From 1 April 2014, the Financial Conduct Authority (FCA) will attempt to tame some of the country's most controversial financial services companies.
The FCA is now the regulator of the £200 billion 'consumer credit industry' - which most notably includes payday lenders that charge customers interest rates that can exceed 5,000%. It also covers much more well-regarded companies such as pawnbrokers, store card issuers and peer-to-peer lenders.
Today, nine million Brits are in serious debt, according to the Money Advice Service, and the FCA is going to do more to protect them.
How were payday lenders governed before 1 April?
Until now, the activities of payday lenders were overseen by the Office of Fair Trading, which issued compulsory licenses to most businesses providing goods and services on credit or for hire. These included those that lend money or provide debt collecting, debt counselling or debt adjusting services to consumers.
While trading without a licence was a criminal offence and the OFT was able to issue penalties and revoke the licences of firms treating customers badly, it was criticised for not being tough enough and failing to protecting consumers.
What exactly happens on 1 April?
Some 50,000 consumer credit companies will have to abide by much more stringent rules set by the FCA. The regulator says "this means every person that uses a credit card, has an overdraft, seeks help from a debt management firm, or takes out a loan will be better protected than before".
Why was change required?
The consumer credit market has become big business. On average, each UK household owes £6,000 in consumer credit debt - whether that's made up of furniture or car loans, overdrafts, payday loans or credit cards.

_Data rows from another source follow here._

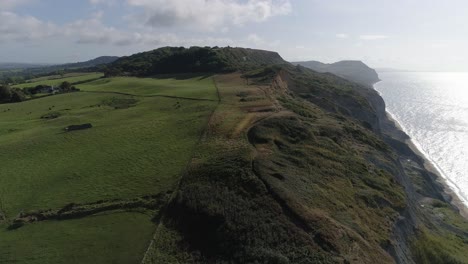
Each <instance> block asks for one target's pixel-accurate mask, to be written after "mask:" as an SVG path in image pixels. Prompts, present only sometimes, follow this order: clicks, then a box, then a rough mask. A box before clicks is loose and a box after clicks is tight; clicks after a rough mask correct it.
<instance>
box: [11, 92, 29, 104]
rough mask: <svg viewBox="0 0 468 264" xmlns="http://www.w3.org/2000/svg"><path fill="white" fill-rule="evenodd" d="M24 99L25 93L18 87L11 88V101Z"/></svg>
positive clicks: (17, 102) (17, 100)
mask: <svg viewBox="0 0 468 264" xmlns="http://www.w3.org/2000/svg"><path fill="white" fill-rule="evenodd" d="M25 100H26V95H25V94H24V93H23V91H21V90H20V89H13V90H11V102H16V103H19V102H23V101H25Z"/></svg>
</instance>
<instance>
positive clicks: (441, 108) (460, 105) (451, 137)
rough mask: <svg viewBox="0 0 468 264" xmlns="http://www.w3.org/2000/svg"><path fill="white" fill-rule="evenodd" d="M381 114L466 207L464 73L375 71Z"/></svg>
mask: <svg viewBox="0 0 468 264" xmlns="http://www.w3.org/2000/svg"><path fill="white" fill-rule="evenodd" d="M379 76H380V79H382V81H381V82H379V83H377V84H375V85H374V88H375V89H376V90H377V91H378V92H379V93H380V94H381V96H382V97H383V98H384V100H385V103H386V105H387V112H388V113H390V115H391V116H392V117H393V118H394V119H395V120H396V121H397V122H398V123H399V124H400V126H401V127H402V128H403V130H404V131H405V132H406V133H407V134H408V135H409V136H410V137H411V139H412V141H413V142H414V144H415V145H416V146H417V147H418V148H419V150H420V151H421V152H423V153H424V155H425V156H426V158H427V159H429V160H430V161H431V162H432V163H433V165H435V167H436V168H437V169H438V170H439V172H440V173H441V174H442V176H443V177H444V178H445V179H446V181H447V183H448V185H449V186H450V187H451V188H452V189H453V190H454V191H455V193H456V194H458V196H459V198H460V199H461V200H462V201H463V202H464V203H465V205H468V72H462V73H460V72H381V73H379Z"/></svg>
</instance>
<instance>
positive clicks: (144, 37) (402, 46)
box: [0, 0, 468, 71]
mask: <svg viewBox="0 0 468 264" xmlns="http://www.w3.org/2000/svg"><path fill="white" fill-rule="evenodd" d="M467 22H468V3H467V2H466V1H462V0H446V1H435V0H426V1H423V0H392V1H390V0H75V1H63V0H0V62H36V63H37V62H42V63H62V62H74V61H82V60H87V59H91V58H94V57H97V56H101V55H117V56H122V55H129V54H133V53H136V52H141V51H146V50H151V49H154V48H158V47H161V46H192V45H198V46H214V45H217V46H227V45H230V46H244V47H252V48H261V49H268V50H275V51H278V52H279V53H280V54H281V55H282V56H283V57H284V58H285V59H287V60H320V61H324V62H334V61H338V60H343V59H358V60H363V61H365V62H366V63H368V64H369V65H371V66H373V67H393V68H401V69H414V70H434V71H453V70H468V52H466V51H465V49H466V47H467V46H468V27H467V26H466V24H467Z"/></svg>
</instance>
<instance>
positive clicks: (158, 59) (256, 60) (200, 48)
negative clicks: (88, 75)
mask: <svg viewBox="0 0 468 264" xmlns="http://www.w3.org/2000/svg"><path fill="white" fill-rule="evenodd" d="M282 62H284V61H283V60H282V58H281V57H280V56H279V55H278V54H277V53H274V52H268V51H259V50H251V49H241V48H229V47H228V48H217V47H215V48H209V47H191V48H188V49H186V48H183V47H180V48H175V47H165V48H159V49H156V50H153V51H149V52H143V53H139V54H135V55H132V56H129V57H123V58H121V59H119V60H117V61H116V62H114V63H112V64H110V65H108V66H107V69H106V70H105V72H106V76H120V75H132V76H152V75H156V74H167V73H204V72H216V73H222V72H232V71H235V70H240V69H244V68H254V67H259V66H261V65H267V64H276V63H282Z"/></svg>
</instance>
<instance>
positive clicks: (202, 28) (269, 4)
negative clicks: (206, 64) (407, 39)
mask: <svg viewBox="0 0 468 264" xmlns="http://www.w3.org/2000/svg"><path fill="white" fill-rule="evenodd" d="M127 3H128V4H129V5H131V6H135V7H141V8H143V9H144V10H145V11H144V14H143V15H141V14H139V15H138V17H136V18H137V19H143V22H144V23H145V24H146V25H147V26H150V27H154V28H156V27H161V26H164V27H171V26H179V27H186V28H190V29H196V30H200V31H213V30H217V29H225V28H226V27H227V26H232V25H237V26H240V25H244V24H246V23H249V22H256V23H259V22H263V21H266V20H268V19H270V18H271V17H275V16H280V15H287V14H289V13H290V12H291V10H292V7H291V2H290V0H247V1H238V0H127Z"/></svg>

As much as £200 billion was lent in 2013 and, according to the Bank of England, collectively we still owe £158 billion. Overdraft debt stands at £8 billion and credit card debt at £150 billion, according to the British Bankers' Association.
So now so much money is at stake, more regulation is required to protect consumers.
And regarding payday lenders in particular, the need for FCA regulation came about because under the OFT's watch, some payday lenders exploited customers by charging astronomic levels of interest and hefty fees and allowing loans to roll over – often exacerbating their debt problems.
What will payday lenders and the rest have to do differently?
They have a new requirement to ensure "they give customers the right information to make informed choices, that their services meet consumer needs, and that people in difficulty are treated fairly," says the FCA.
Payday lenders and debt management companies, in particular, will also have to adhere to the following rules:
- limit the number of loan roll-overs to two.
- restrict (to two) the number of times they can seek repayment using a continuous payment authority - which allows a business to withdraw money from a customer's account without having to seek repeat authorisation for each new transaction.
- provide information to customers on how to get free debt advice.
- debt management firms must pass on more money to creditors from day one of a debt management plan and to protect client money.
What does the FCA have to say about the challenges?
Its chief executive, Martin Wheatley, said: "We have a big task ahead; it's our job to make sure firms put their customers at the heart of their business and don't just see them as an easy target or a profit line.
"We won't shy away from taking tough, decisive action to make sure that the people who rely on these products are treated fairly. There will be some firms that don't get the message, or won't play ball, those firms should know that we won't let them carry on."